Theory D:  All of the above, but I will never know for sure.  If we had all the answers then there would be nothing left to wonder about. 

Thursday, August 14, 2014

Ready for the Third Year?

I've been working on this block.  Do you see green on white or white on green?

This pattern is part of Block #25 of the Chester Criswell Quilt.  That's right, there are more blocks and The Third Year is about to be launched.

The first pattern of the Third Year, Block #24, is due to be published on 1st September.  If you don't want to miss out you can pre-order now.

Do hope you can come to the Third Year party!

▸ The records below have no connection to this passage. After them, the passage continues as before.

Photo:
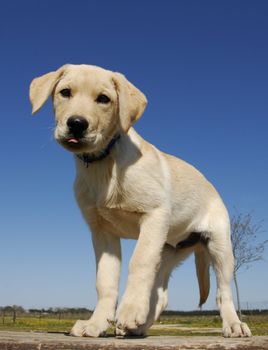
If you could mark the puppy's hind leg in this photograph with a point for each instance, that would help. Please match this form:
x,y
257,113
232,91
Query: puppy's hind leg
x,y
220,250
171,257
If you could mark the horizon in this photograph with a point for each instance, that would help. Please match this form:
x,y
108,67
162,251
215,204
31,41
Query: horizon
x,y
202,66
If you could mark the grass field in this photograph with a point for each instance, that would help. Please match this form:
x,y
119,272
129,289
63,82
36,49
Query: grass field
x,y
168,325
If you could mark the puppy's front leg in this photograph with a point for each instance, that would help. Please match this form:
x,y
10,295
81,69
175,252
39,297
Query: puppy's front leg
x,y
108,261
134,307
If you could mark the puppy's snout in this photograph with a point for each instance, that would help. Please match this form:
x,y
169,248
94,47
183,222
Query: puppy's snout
x,y
77,125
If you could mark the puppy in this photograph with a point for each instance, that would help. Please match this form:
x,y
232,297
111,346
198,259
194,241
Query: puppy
x,y
126,188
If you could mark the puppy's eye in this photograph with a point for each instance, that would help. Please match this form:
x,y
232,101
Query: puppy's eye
x,y
66,92
103,99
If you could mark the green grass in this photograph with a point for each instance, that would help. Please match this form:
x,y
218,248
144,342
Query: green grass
x,y
176,326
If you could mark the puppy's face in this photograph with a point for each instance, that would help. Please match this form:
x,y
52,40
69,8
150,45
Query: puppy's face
x,y
91,105
86,109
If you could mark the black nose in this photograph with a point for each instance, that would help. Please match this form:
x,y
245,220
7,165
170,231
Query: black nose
x,y
77,125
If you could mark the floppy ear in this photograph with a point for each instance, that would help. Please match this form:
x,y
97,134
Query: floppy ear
x,y
42,87
132,101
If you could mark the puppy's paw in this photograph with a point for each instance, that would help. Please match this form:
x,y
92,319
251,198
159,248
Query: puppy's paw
x,y
131,318
89,329
236,330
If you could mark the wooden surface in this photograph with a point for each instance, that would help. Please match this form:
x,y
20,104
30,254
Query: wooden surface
x,y
47,341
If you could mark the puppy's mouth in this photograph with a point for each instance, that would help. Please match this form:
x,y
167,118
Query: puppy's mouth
x,y
77,144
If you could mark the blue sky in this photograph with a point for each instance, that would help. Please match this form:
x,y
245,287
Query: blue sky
x,y
203,67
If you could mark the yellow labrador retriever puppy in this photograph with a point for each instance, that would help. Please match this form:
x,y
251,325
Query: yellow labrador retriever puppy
x,y
127,188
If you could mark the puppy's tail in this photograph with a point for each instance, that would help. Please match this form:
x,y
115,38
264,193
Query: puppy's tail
x,y
202,263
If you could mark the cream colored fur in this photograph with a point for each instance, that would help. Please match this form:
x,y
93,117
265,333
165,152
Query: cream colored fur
x,y
141,193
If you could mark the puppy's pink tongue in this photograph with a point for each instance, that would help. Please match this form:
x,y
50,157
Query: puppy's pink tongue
x,y
73,141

*** Wow - the response to the Third Year party is great - glad I don't have to post all the patterns.....

Tuesday, August 5, 2014

A Family Secret Revealed

Yesterday a total stranger sent me an email that led to the revelation of another secret of the Chester Criswell Quilt.

Do you remember Block 21, Mary Trayner's eight petalled daisy?  There is a second block in the quilt of the same design.

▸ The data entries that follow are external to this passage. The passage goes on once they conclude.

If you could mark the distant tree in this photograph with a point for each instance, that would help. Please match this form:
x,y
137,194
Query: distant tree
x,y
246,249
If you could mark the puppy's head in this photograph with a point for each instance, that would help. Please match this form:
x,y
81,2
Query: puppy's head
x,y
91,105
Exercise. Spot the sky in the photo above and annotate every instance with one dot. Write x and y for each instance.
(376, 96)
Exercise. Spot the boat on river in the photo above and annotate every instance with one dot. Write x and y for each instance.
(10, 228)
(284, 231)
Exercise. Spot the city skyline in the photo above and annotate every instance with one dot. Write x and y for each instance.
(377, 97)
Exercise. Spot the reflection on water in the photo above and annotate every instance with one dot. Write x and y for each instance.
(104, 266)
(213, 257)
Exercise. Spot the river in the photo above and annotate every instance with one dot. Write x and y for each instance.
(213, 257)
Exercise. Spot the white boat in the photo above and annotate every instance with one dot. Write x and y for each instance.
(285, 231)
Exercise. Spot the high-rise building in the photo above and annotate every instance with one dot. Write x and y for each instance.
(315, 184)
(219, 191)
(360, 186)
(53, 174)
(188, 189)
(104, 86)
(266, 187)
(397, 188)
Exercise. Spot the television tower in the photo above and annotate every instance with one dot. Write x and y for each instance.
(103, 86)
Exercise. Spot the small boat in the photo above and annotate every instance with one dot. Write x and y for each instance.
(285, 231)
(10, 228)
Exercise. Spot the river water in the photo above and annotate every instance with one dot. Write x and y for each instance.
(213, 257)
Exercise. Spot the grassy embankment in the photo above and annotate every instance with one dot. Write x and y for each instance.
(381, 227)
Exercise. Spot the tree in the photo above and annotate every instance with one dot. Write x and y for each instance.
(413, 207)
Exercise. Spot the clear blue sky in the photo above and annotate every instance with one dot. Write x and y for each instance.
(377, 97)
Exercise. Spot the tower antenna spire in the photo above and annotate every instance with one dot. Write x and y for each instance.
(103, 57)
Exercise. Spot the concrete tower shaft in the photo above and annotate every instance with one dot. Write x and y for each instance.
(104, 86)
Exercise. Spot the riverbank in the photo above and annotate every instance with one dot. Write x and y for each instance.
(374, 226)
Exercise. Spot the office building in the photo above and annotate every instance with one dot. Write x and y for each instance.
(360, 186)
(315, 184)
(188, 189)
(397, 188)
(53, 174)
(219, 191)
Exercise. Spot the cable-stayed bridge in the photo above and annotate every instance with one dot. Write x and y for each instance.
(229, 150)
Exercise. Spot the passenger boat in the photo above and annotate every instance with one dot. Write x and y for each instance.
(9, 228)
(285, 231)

The names on this block are Joseph Smith and Agnes C Smith, Fairview.  In the Block 21 story I wrote,
"These Smiths are related to the bride; again, more research needs to be done to find the exact relationship."

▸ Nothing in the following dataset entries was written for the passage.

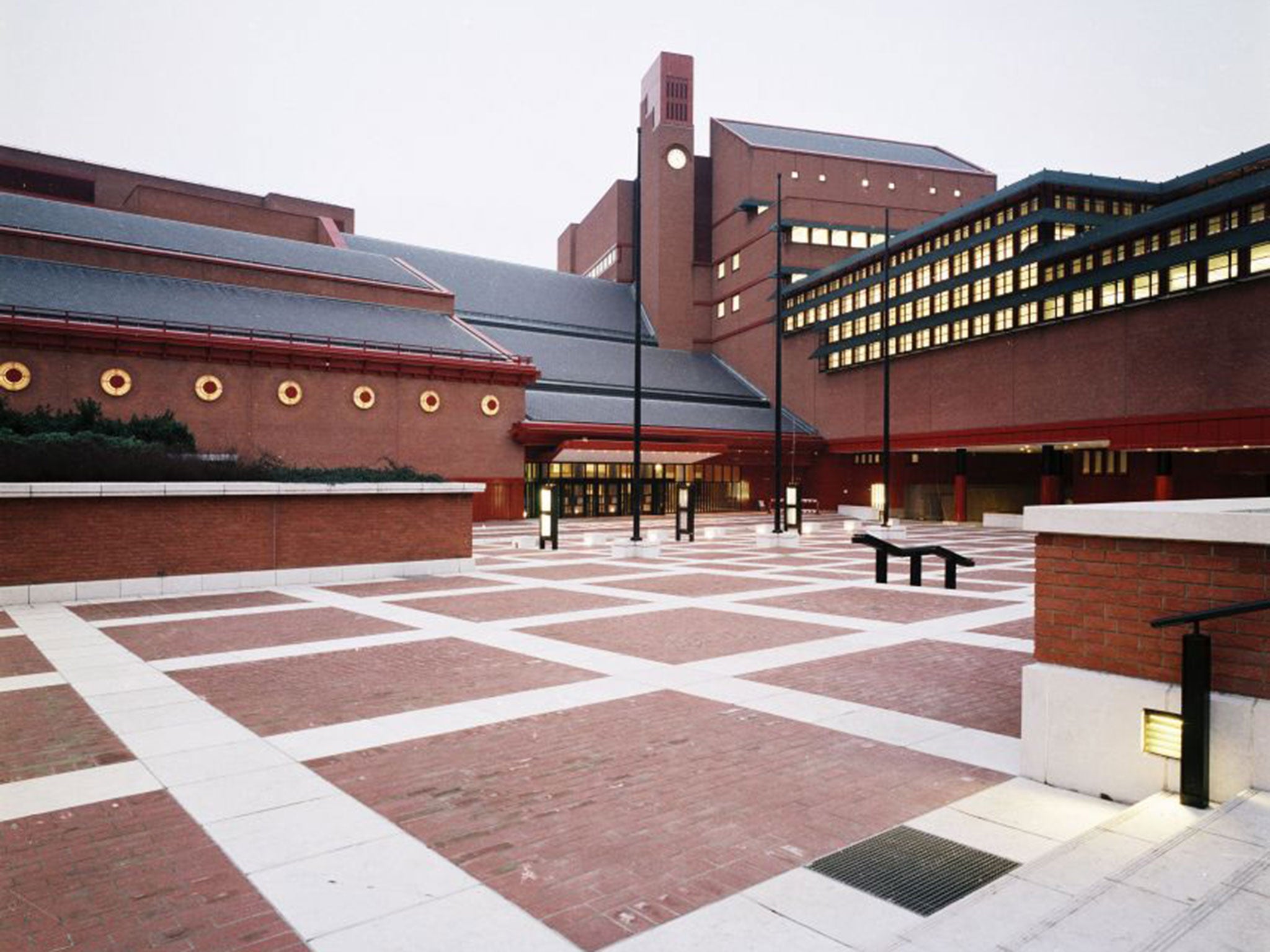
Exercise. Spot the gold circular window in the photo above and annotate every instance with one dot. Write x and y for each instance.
(116, 381)
(208, 387)
(290, 392)
(363, 398)
(14, 376)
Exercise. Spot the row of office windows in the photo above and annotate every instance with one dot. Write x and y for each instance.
(835, 238)
(1176, 278)
(607, 260)
(1008, 282)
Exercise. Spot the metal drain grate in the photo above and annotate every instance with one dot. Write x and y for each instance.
(915, 870)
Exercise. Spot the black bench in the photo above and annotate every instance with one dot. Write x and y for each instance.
(884, 550)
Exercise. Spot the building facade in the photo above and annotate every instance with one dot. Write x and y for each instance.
(1068, 337)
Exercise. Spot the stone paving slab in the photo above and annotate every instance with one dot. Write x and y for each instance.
(277, 696)
(200, 637)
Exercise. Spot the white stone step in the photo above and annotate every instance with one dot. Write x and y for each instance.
(1155, 876)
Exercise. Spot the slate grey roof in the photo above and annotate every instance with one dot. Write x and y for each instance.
(588, 408)
(611, 363)
(517, 293)
(64, 287)
(850, 146)
(127, 229)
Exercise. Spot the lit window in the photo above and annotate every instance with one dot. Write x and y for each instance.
(1181, 277)
(1223, 267)
(1259, 259)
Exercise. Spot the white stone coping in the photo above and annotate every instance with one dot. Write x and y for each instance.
(109, 490)
(1231, 521)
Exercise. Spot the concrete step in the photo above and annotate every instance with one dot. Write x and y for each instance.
(1156, 876)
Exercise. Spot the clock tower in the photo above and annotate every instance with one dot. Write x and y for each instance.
(667, 195)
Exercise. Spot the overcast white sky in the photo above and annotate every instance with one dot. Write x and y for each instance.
(487, 127)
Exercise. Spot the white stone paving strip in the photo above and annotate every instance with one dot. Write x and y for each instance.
(310, 850)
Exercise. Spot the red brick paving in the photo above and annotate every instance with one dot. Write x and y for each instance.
(154, 640)
(518, 603)
(125, 876)
(404, 587)
(1021, 628)
(51, 730)
(605, 819)
(685, 635)
(277, 696)
(973, 687)
(888, 604)
(700, 584)
(19, 655)
(183, 603)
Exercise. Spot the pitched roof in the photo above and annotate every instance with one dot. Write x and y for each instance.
(143, 231)
(516, 293)
(25, 282)
(879, 150)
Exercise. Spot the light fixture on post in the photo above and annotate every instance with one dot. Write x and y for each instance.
(685, 512)
(794, 508)
(549, 517)
(878, 499)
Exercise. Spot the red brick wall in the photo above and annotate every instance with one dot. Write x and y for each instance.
(324, 430)
(1096, 596)
(82, 540)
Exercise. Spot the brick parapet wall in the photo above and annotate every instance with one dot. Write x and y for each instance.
(1096, 597)
(84, 540)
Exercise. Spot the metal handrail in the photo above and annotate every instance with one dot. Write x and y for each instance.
(1210, 614)
(110, 320)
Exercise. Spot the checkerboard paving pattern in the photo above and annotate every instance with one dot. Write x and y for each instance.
(559, 749)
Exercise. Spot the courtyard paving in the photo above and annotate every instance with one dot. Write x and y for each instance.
(557, 751)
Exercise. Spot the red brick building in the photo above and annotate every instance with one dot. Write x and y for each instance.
(1066, 337)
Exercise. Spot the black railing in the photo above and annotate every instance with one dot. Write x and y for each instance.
(1197, 687)
(884, 550)
(68, 319)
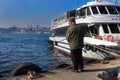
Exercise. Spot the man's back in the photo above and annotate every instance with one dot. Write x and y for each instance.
(75, 35)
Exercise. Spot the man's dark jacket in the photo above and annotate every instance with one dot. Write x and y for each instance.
(75, 35)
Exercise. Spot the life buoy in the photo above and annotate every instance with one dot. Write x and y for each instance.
(110, 38)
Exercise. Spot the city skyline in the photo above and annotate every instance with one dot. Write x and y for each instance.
(34, 12)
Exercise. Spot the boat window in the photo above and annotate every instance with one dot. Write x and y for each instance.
(94, 10)
(114, 28)
(94, 30)
(60, 31)
(102, 9)
(88, 11)
(112, 9)
(118, 8)
(105, 28)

Yesterday I received an email from Linda through  I don't know Linda, but her own family history search had found some Smiths and some Criswells.  She sent me an email to say that she found my quilt family tree and told me that one of the online resources on might be helpful to my research.

Smiths are always hard to research so I was pleased to follow Linda's hint and opened up 'Record of the Smith Family', written by Joseph Harris in 1906.  The record follows the descendents of John and Susanna Smith who migrated from Ireland to the Americas in 1720.  John and Susanna brought four of their children with them, one more was born on the voyage and a further ten were born in the New World.

Fortunately the 272 pages of Smiths are indexed and I quickly found Joseph and Agnes.  Their record looks like this.

Aha! Agnes was a Criswell before she became a Smith.  I added 'Criswell' to Agnes' record and promptly came up with a death certificate.  On the certificate are the names of Agnes' parents.

Agnes Criswell Smith's parents are Andrew G. Criswell and Alice Carlile.

Agnes Criswell has the same parents as the bride Mary McClellan Criswell.

Agnes is Mary's older sister.

I couldn't believe it.  How could I have missed another sister for Mary?  I went back and forth between the records to confirm what I had just found.  Yes, the bride Mary had an older sister who was already married.

How did I miss this important relationship?  The 1850 census records are my starting point.  Agnes was married before 1850, and living with husband Joseph and three year old son John Dickey Smith on their own farm, close to the original Criswell farm.  I didn't know Agnes' maiden name was Criswell, I only had the initial 'C'. I was aware of all of Mary younger siblings; Margaret and Susanna were recorded in the 1850 census.  The Faggs Manor cemetery records provided the names of her other four brothers and sisters. My grandmother's notes only mentioned Mary and did not include any siblings.

Have you found the next clue yet?  The children of John Smith and Hannah Dickey are Joseph Smith and Jackson Smith, each of whom married a Criswell girl.  Jackson Smith is Jesse Jackson Smith so his Criswell bride is Mary McClellan herself.  The Smith brothers married the Criswell sisters.

Now the groom has a family too, something I had not been able to discover without this new source of information.  I have the name of a brother, his father and mother and his grandfather so I can work on Jesse Jackson's family tree.

It was hard to get to sleep last night with all these names running through my head.  Just before I went to sleep I had an amazing revelation.

If Alice Criswell's daughter Mary was not her first daughter to be married but the second one........

...... there must be another, earlier Chester Criswell Quilt.